HOHHOT, Aug. 20 (Xinhua) -- The booming China-Mongolia border trade has given Erenhot, a Gobi town in north China's Inner Mongolia Autonomous Region, a more important regional status, as it's poised to host the China-Mongolia-Russia Economic and Trade Cooperation Fair at the end of the month.

The organizing committee said on Friday that over 200 firms from the three countries have registered to take part in the fair slated from Aug. 26 to 30, which will feature exhibits ranging from home appliances, construction and decoration materials to heavy machinery.

The city, with a population of 100,000, sits on the China-Mongolia-Russia railway and serves as China's largest land customs station with the Republic of Mongolia.

Bayaermen, a Mongolian businessman, has been doing business in Erenhot for six years and has thrived in the lucrative trade market.

"Three years ago, I was driving my jeep to Ulan Bator to trade small, China-made commodities, but eventually I shifted the business focus to construction materials, thanks to the regional development of the railway infrastructure," he said.

He said as the economic growth gathers speed, Mongolia's demand for China's construction materials increases.

Since 1998, China has been Ulan Bator's top trade partner and its largest source of foreign investment.
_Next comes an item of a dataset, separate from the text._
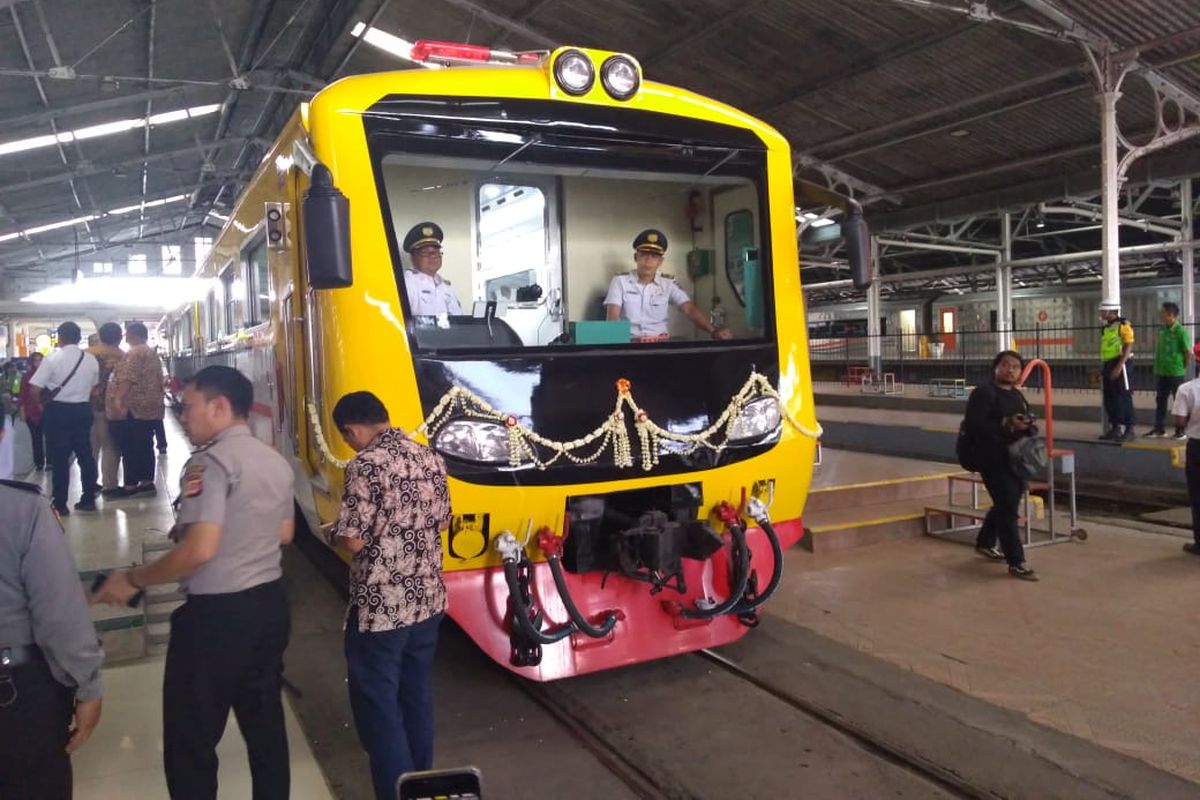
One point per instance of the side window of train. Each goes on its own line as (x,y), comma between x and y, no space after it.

Bilateral trade between the two countries jumped by 64 percent year-on-year to 3.9 billion U.S. dollars last year.

Erenhot isn't the only border town that has benefitted. Among a dozen other land ports on China's border with Mongolia, Ganqimaodu in Bayan Nur City has also witnessed fast urbanization, as it shifted from a small town to a bustling logistics distribution center in the past four years, mainly thanks to coal imports from Mongolia.

Trade via Ganqimaodu soared by 85.6 percent year-on-year in the first half year to 600 million U.S. dollars.